I use the following code for generation :

@torch.no_grad()
def generate_text(config_file,model,tokenizer, num_batches,output_name='latest',division='/n<ENDTEXT>/n'):
    """
        Generates text using the provided model and tokenizer, should both be from huggingface (CausalLM and AutoTokenizer)

        Args:
            config_file: location of json generation config file
            model: huggingface model
            tokenizer: huggingface tokenizer
            batch_size: batch size for generation
            num_batches: number of batches to generate
            output_name: name of output file
            division: string to divide each generated text
    """
    # model.to(device)
    filename = f"{output_name}.txt"
    writer = BufferedFileWriter(filename)
    with open(config_file) as f:
        config = json.load(f)
    gen_config = GenerationConfig(**config)
    
    bos_id = tokenizer.bos_token_id
    prompt = torch.full((1,1), bos_id, device=model.device)
    pad_id = tokenizer.pad_token_id
    eos_id = tokenizer.eos_token_id

    for i in tqdm(range(num_batches)):
        start = time()
        output = model.generate(input_ids=prompt,generation_config=gen_config, pad_token_id=pad_id, eos_token_id=eos_id, bos_token_id=bos_id)
        ending = time()
        print(f'Generated {output.shape[0]*output.shape[1]} tokens in {ending-start} seconds')
        print(f'Tokens/second: {output.shape[0]*output.shape[1]/(ending-start)}')
        text_list = tokenizer.batch_decode(output, skip_special_tokens=True)
        text_list[-1] = text_list[-1]+division
        text = division.join(text_list)
        writer.write(text)

With the following generation config :

{
    "max_new_tokens": 8000,
    "do_sample": true,
    "temperature": 1.0,
    "top_k": 200,
    "num_return_sequences": 10,
    "output_logits": false,
    "min_new_tokens": 512,
    "use_cache": true
}

Now this works ok, but I noticed something strange with the VRAM. Somehow, it fills up to 32GB relatively fast (~20 seconds maybe), and then drops back down to a lower number, then goes back up, and so on. Each time it falls down, it does so to a slightly higher value (starts at 12Gb then maybe the next one is 14Gb, and so on).

My thinking is that somehow the KV cache is flushed to the CPU when it exceeds the VRAM, but from my understanding from the huggingface documentation at Best Practices for Generation with Cache, the default cache, DynamicCache, should not do that. Do you if its normal, if I should avoid it (by choosing a lower batch size) ?

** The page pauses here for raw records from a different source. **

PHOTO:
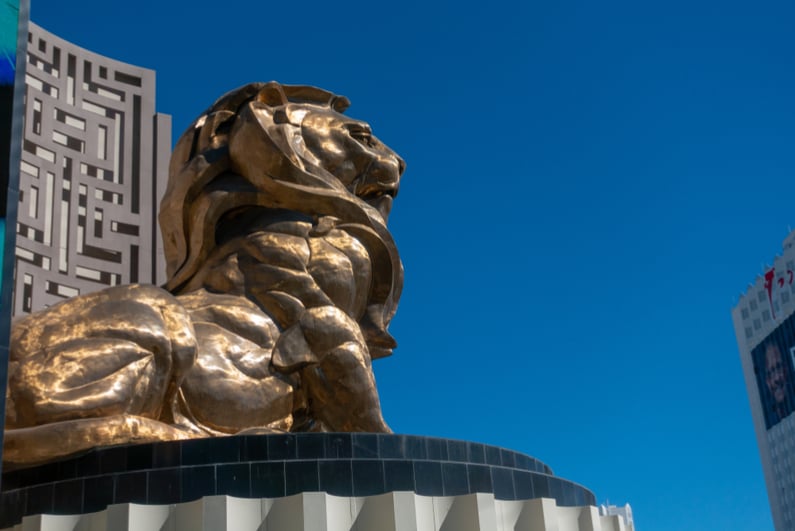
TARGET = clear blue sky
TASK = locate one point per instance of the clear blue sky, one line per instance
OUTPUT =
(590, 187)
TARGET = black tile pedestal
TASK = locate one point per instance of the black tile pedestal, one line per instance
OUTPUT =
(272, 466)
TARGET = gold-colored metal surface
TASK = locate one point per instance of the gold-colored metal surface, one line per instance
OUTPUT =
(282, 281)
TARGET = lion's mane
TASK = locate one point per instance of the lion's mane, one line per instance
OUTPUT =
(222, 164)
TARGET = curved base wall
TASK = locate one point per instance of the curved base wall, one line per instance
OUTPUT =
(278, 467)
(312, 511)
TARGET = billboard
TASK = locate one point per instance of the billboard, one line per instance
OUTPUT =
(774, 367)
(13, 40)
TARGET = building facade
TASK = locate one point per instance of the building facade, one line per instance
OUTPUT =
(764, 322)
(94, 166)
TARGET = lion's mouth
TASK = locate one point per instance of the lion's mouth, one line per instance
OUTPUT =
(379, 196)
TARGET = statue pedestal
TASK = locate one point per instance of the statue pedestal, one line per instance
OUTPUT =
(278, 466)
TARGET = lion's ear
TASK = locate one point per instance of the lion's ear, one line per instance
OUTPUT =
(340, 103)
(272, 94)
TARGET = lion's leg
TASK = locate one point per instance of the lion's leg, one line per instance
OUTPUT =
(328, 350)
(27, 446)
(342, 392)
(121, 351)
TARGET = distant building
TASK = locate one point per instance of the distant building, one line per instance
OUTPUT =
(624, 512)
(764, 322)
(94, 166)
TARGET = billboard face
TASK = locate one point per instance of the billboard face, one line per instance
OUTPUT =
(774, 366)
(13, 23)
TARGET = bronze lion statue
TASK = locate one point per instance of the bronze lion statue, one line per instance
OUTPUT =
(282, 280)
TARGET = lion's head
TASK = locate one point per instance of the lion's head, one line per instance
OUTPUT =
(267, 145)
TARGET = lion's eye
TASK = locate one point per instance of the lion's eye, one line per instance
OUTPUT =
(364, 137)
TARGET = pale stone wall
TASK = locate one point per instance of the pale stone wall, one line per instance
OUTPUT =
(314, 511)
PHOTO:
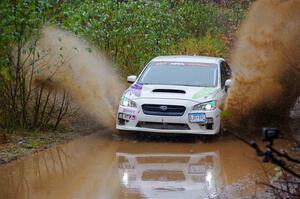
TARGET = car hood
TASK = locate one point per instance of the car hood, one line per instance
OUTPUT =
(192, 93)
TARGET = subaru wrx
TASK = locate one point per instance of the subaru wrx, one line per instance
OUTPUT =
(175, 94)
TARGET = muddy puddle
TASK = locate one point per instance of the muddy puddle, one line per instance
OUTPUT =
(99, 166)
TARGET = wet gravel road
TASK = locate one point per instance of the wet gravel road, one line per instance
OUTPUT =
(100, 166)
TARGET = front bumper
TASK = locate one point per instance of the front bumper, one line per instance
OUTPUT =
(136, 120)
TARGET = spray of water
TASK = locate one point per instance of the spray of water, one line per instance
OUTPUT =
(266, 63)
(82, 71)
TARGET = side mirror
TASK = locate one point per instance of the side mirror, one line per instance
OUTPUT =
(228, 84)
(131, 78)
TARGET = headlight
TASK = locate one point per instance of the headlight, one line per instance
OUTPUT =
(206, 106)
(127, 102)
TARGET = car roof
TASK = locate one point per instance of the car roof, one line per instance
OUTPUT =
(188, 58)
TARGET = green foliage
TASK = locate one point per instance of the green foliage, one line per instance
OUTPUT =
(133, 32)
(207, 45)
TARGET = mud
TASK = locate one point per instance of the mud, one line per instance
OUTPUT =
(99, 166)
(265, 63)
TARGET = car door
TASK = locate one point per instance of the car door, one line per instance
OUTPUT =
(225, 72)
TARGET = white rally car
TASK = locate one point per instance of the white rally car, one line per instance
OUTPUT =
(175, 94)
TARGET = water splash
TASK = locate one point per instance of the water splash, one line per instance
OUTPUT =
(265, 63)
(73, 65)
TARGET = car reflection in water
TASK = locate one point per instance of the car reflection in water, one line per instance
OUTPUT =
(167, 175)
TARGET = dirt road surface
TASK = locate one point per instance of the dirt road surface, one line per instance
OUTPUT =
(100, 166)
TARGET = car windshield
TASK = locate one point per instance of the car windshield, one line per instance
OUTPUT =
(180, 73)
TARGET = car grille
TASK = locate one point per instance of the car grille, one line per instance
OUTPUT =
(163, 110)
(159, 125)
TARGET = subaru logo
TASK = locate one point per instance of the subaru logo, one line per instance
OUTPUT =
(163, 108)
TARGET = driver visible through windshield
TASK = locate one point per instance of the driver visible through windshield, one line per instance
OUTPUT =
(181, 74)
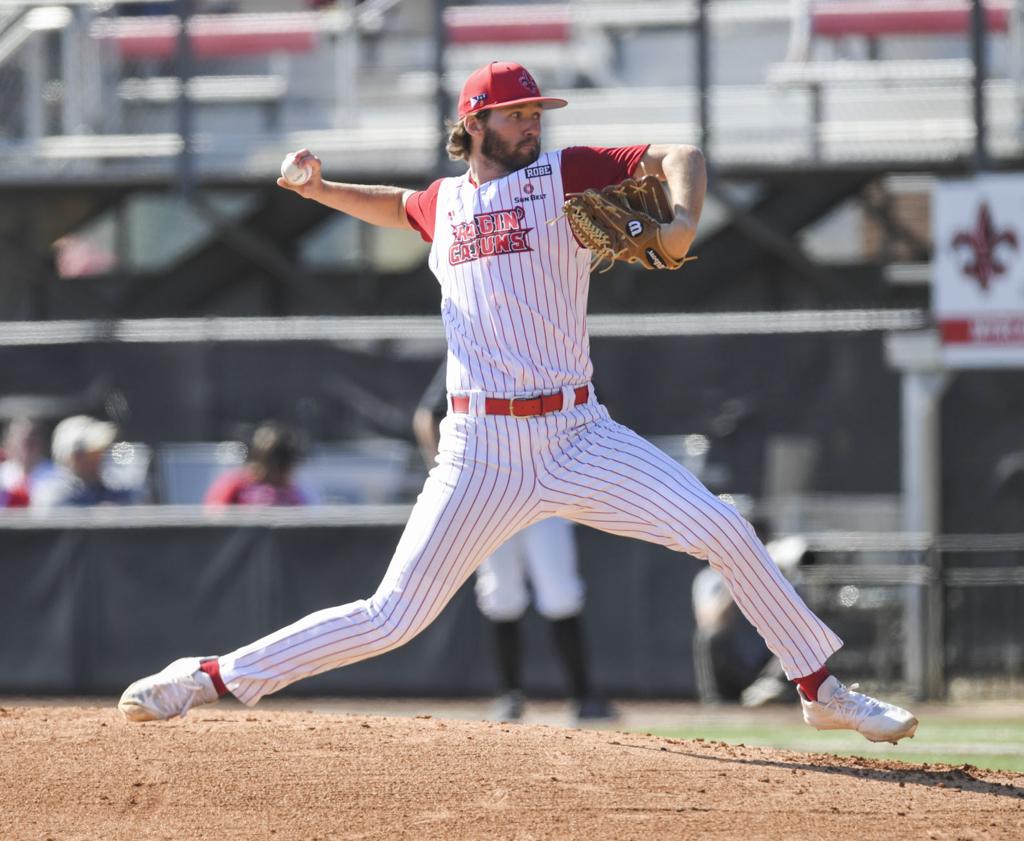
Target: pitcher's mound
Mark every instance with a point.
(71, 773)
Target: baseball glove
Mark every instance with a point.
(623, 222)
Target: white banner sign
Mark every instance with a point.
(978, 270)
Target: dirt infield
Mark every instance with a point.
(71, 773)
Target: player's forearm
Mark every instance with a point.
(376, 204)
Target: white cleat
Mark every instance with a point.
(172, 691)
(840, 708)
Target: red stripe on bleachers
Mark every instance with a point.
(877, 17)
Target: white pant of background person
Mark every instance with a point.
(546, 555)
(496, 475)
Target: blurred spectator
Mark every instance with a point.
(80, 443)
(26, 462)
(266, 477)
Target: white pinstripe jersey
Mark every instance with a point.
(514, 281)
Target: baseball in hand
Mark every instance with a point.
(293, 172)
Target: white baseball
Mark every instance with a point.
(293, 173)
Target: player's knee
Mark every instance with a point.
(561, 605)
(501, 602)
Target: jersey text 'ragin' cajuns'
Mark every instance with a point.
(514, 281)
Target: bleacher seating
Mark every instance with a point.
(838, 18)
(212, 35)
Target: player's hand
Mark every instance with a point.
(311, 186)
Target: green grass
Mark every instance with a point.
(996, 743)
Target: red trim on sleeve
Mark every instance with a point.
(586, 167)
(421, 208)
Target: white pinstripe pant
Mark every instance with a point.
(498, 474)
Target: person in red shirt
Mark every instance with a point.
(266, 476)
(24, 462)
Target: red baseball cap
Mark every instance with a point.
(502, 83)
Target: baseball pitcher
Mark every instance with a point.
(513, 240)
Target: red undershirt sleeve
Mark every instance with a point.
(596, 167)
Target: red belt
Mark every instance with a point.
(521, 407)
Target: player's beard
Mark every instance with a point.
(506, 155)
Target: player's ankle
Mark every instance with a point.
(809, 684)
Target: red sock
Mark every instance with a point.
(212, 668)
(809, 684)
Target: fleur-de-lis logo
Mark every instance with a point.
(983, 263)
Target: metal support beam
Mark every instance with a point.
(924, 381)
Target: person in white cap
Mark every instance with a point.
(78, 447)
(525, 436)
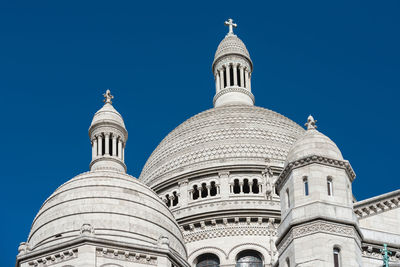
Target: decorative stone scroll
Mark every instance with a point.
(317, 227)
(55, 258)
(124, 255)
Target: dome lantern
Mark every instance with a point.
(108, 137)
(232, 68)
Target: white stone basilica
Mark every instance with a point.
(235, 185)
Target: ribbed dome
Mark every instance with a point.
(116, 205)
(231, 44)
(108, 114)
(314, 143)
(223, 136)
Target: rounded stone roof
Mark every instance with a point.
(116, 205)
(223, 136)
(108, 114)
(231, 44)
(314, 143)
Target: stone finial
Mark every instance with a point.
(23, 248)
(311, 123)
(108, 97)
(163, 241)
(87, 230)
(230, 23)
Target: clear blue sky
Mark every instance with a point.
(338, 61)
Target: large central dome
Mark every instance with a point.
(222, 136)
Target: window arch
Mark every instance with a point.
(287, 198)
(249, 258)
(207, 260)
(329, 185)
(246, 187)
(195, 192)
(236, 186)
(287, 262)
(306, 188)
(213, 189)
(175, 200)
(336, 257)
(204, 190)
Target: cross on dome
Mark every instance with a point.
(231, 25)
(311, 123)
(108, 97)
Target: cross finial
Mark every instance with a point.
(231, 25)
(108, 97)
(311, 123)
(386, 253)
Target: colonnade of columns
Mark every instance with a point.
(240, 78)
(97, 146)
(249, 184)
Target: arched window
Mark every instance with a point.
(336, 257)
(213, 189)
(329, 185)
(249, 258)
(246, 187)
(207, 260)
(195, 192)
(168, 201)
(204, 190)
(236, 186)
(254, 187)
(175, 201)
(305, 182)
(287, 199)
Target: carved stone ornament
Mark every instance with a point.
(87, 230)
(128, 256)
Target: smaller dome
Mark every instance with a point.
(313, 143)
(108, 114)
(231, 44)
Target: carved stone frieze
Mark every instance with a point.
(124, 255)
(55, 258)
(310, 160)
(235, 228)
(317, 227)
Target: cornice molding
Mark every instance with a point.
(314, 159)
(377, 205)
(233, 89)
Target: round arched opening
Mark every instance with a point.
(207, 260)
(249, 258)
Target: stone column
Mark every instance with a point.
(228, 75)
(224, 184)
(107, 144)
(120, 148)
(99, 145)
(249, 79)
(241, 68)
(114, 146)
(94, 148)
(217, 81)
(235, 74)
(246, 76)
(183, 191)
(222, 78)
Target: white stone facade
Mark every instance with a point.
(233, 183)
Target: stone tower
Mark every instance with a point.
(232, 68)
(319, 226)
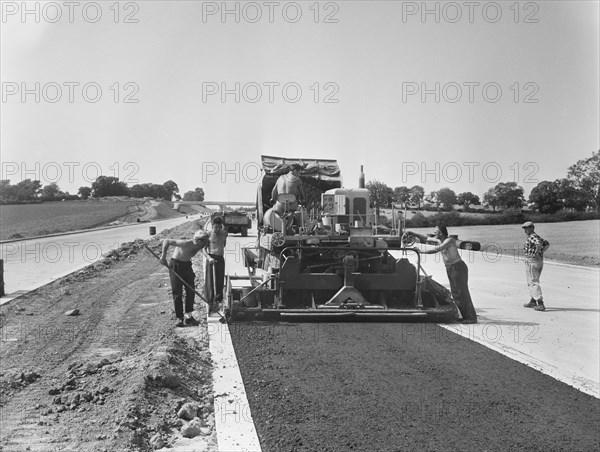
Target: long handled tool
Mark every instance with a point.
(222, 319)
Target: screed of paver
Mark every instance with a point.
(233, 419)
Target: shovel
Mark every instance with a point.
(222, 319)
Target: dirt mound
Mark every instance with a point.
(114, 377)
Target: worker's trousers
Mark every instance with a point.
(220, 275)
(533, 270)
(458, 275)
(183, 269)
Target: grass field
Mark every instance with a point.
(28, 220)
(576, 242)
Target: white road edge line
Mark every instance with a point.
(233, 419)
(474, 334)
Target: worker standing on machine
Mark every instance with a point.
(216, 253)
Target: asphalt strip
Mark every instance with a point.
(476, 333)
(233, 419)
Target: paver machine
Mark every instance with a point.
(326, 256)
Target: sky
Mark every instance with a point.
(461, 95)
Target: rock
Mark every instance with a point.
(165, 378)
(193, 429)
(188, 411)
(157, 442)
(103, 363)
(29, 377)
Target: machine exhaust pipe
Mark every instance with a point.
(361, 178)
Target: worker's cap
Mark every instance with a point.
(201, 234)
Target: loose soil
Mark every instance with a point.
(111, 378)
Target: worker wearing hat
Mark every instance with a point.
(534, 249)
(181, 264)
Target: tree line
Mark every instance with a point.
(32, 191)
(578, 191)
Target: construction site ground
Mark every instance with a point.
(115, 377)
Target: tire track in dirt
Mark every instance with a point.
(111, 378)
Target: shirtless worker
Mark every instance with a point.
(181, 264)
(216, 255)
(289, 183)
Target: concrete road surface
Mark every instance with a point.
(31, 263)
(563, 341)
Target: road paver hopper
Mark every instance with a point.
(326, 256)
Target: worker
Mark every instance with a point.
(456, 269)
(534, 250)
(216, 253)
(181, 264)
(289, 183)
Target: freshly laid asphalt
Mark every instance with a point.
(391, 387)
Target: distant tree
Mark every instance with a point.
(490, 198)
(51, 192)
(27, 190)
(196, 195)
(381, 195)
(446, 197)
(508, 195)
(468, 198)
(401, 195)
(138, 190)
(417, 193)
(7, 191)
(84, 192)
(109, 186)
(585, 174)
(170, 188)
(546, 198)
(571, 196)
(432, 198)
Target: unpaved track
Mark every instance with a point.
(380, 387)
(57, 393)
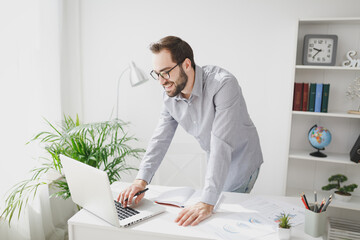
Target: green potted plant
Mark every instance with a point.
(343, 192)
(284, 229)
(102, 145)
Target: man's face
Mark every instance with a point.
(162, 63)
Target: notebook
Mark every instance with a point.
(182, 197)
(90, 188)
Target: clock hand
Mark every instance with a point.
(316, 54)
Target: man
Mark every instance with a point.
(208, 103)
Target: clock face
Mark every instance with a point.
(319, 49)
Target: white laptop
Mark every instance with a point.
(90, 188)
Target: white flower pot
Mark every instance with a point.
(342, 198)
(284, 233)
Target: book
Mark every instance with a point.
(325, 97)
(318, 97)
(297, 102)
(305, 97)
(312, 92)
(181, 197)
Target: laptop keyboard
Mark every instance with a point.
(124, 212)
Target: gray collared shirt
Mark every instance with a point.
(216, 115)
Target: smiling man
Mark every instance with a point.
(208, 103)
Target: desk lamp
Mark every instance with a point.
(137, 77)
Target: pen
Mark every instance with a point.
(302, 199)
(321, 206)
(307, 204)
(327, 203)
(315, 207)
(138, 193)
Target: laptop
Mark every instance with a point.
(90, 188)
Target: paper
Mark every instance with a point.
(234, 226)
(177, 197)
(254, 218)
(272, 209)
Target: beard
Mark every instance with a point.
(179, 84)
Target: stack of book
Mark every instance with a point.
(312, 97)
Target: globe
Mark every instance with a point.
(319, 138)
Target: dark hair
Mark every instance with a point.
(179, 49)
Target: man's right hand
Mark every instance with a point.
(129, 193)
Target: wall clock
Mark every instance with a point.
(320, 49)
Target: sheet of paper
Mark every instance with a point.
(234, 226)
(177, 196)
(272, 209)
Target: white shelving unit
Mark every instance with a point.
(307, 173)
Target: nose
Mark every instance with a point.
(162, 80)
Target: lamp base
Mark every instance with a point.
(318, 154)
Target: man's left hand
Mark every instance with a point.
(194, 214)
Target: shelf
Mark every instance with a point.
(353, 204)
(329, 20)
(340, 158)
(329, 114)
(309, 67)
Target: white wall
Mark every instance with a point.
(255, 40)
(30, 83)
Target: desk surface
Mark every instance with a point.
(85, 225)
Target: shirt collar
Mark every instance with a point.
(197, 89)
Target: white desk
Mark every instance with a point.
(85, 225)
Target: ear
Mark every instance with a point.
(186, 64)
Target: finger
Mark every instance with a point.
(138, 199)
(124, 197)
(131, 196)
(181, 214)
(121, 196)
(197, 220)
(200, 218)
(190, 219)
(185, 217)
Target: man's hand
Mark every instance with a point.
(129, 193)
(194, 214)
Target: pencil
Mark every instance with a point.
(302, 199)
(306, 201)
(327, 203)
(322, 205)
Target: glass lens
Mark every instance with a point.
(154, 75)
(165, 75)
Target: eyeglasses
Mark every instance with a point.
(163, 74)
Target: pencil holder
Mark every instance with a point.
(315, 223)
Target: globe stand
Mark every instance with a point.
(318, 153)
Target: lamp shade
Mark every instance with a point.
(137, 76)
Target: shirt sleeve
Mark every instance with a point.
(158, 146)
(227, 101)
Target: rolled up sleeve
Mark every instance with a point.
(226, 100)
(158, 146)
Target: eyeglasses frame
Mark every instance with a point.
(167, 72)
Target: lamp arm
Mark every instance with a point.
(117, 92)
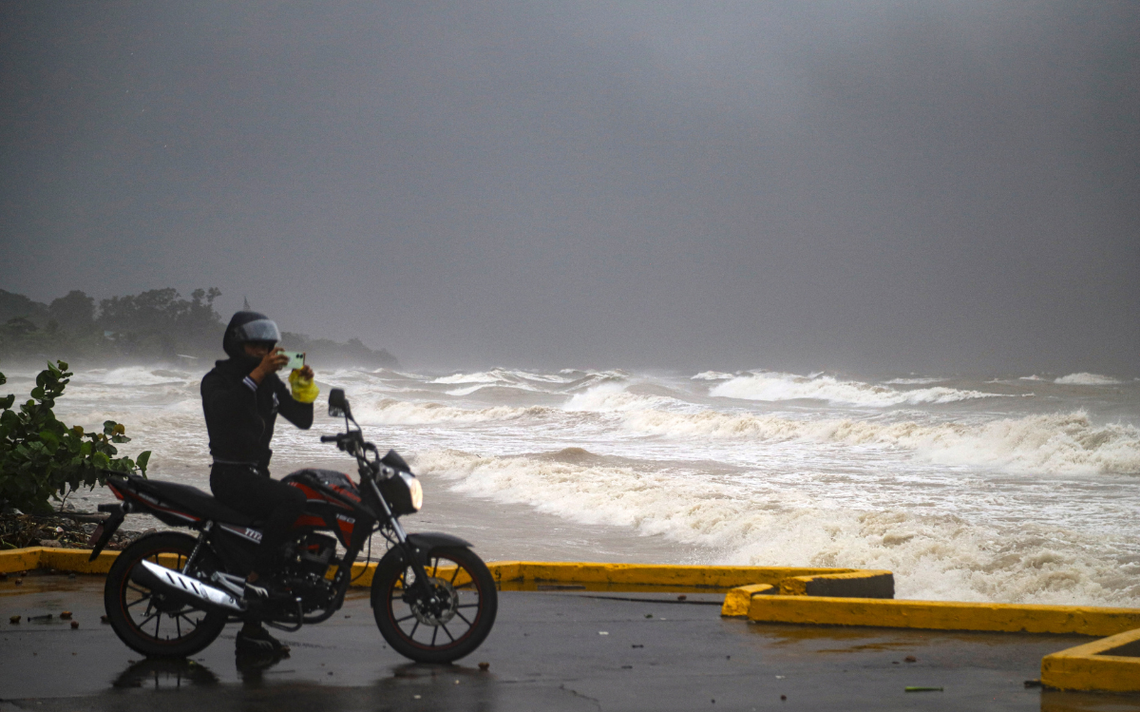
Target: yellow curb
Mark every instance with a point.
(853, 584)
(1110, 664)
(19, 559)
(60, 559)
(738, 599)
(711, 578)
(938, 615)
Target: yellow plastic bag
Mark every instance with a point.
(303, 390)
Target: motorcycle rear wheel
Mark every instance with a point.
(137, 614)
(456, 625)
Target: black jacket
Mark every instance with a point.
(241, 414)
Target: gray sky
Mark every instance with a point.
(868, 186)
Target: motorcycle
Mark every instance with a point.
(170, 594)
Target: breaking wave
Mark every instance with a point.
(1060, 443)
(934, 557)
(391, 411)
(773, 386)
(1086, 379)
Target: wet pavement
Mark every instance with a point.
(550, 651)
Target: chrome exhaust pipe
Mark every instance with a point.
(182, 588)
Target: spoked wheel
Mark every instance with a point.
(147, 621)
(449, 623)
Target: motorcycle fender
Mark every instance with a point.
(423, 543)
(106, 530)
(426, 541)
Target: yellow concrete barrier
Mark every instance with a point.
(738, 600)
(938, 615)
(19, 559)
(852, 584)
(646, 577)
(1110, 664)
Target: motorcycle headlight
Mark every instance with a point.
(415, 490)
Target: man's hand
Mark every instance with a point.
(270, 363)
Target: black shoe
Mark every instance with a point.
(259, 641)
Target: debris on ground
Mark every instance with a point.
(67, 530)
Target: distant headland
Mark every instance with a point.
(155, 325)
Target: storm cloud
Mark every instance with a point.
(876, 186)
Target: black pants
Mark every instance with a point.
(251, 492)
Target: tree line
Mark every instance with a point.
(154, 325)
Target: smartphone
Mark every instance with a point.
(295, 360)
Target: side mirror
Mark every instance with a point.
(339, 404)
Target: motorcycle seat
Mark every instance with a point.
(196, 501)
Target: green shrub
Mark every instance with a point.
(42, 459)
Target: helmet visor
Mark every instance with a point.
(259, 329)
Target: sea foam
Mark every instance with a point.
(775, 386)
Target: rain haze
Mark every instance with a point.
(869, 186)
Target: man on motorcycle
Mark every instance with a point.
(242, 398)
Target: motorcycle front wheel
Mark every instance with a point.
(440, 631)
(144, 619)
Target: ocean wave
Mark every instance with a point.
(1086, 379)
(935, 557)
(391, 411)
(1058, 443)
(711, 376)
(615, 398)
(774, 386)
(133, 376)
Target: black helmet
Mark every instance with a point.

I also tried (to have more visibility) to make my own generate function :

@torch.no_grad()
def gen_text_me(model:AutoModelForCausalLM, tokenizer, max_new_tokens=500, batch_size=1):
    # model.to(device)
    bos_id = tokenizer.bos_token_id

    prompt = torch.full((batch_size,1), bos_id, device=model.device)
    output = []

    computed = model(prompt, use_cache=True) 
    new_tokens = sample_token(computed.logits) # (B,1) of new tokens
    past_key_values = computed.past_key_values

    output.append(new_tokens)
    for i in tqdm(range(max_new_tokens-1)):
        computed = model(new_tokens, use_cache=True, past_key_values=past_key_values)
        new_tokens = sample_token(computed.logits)
        output.append(new_tokens)
        past_key_values = computed.past_key_values
    
    all_tokens = torch.cat(output, dim=1)

    return tokenizer.batch_decode(all_tokens, skip_special_tokens=True)

In this case, the memory seems to be growing much slower, although I am still generating in batches of 10. It starts at 7 it/s (so 70 tokens per second) and steadily decreases as we generate more and more, which makes sense of course.

If I push the number of generated tokens high enough (2000+, with batch_size 10) I do start to get the oscillation of the VRAM, just like with generate. Still, I have no idea where this could be coming from, and if it’s hurting performance.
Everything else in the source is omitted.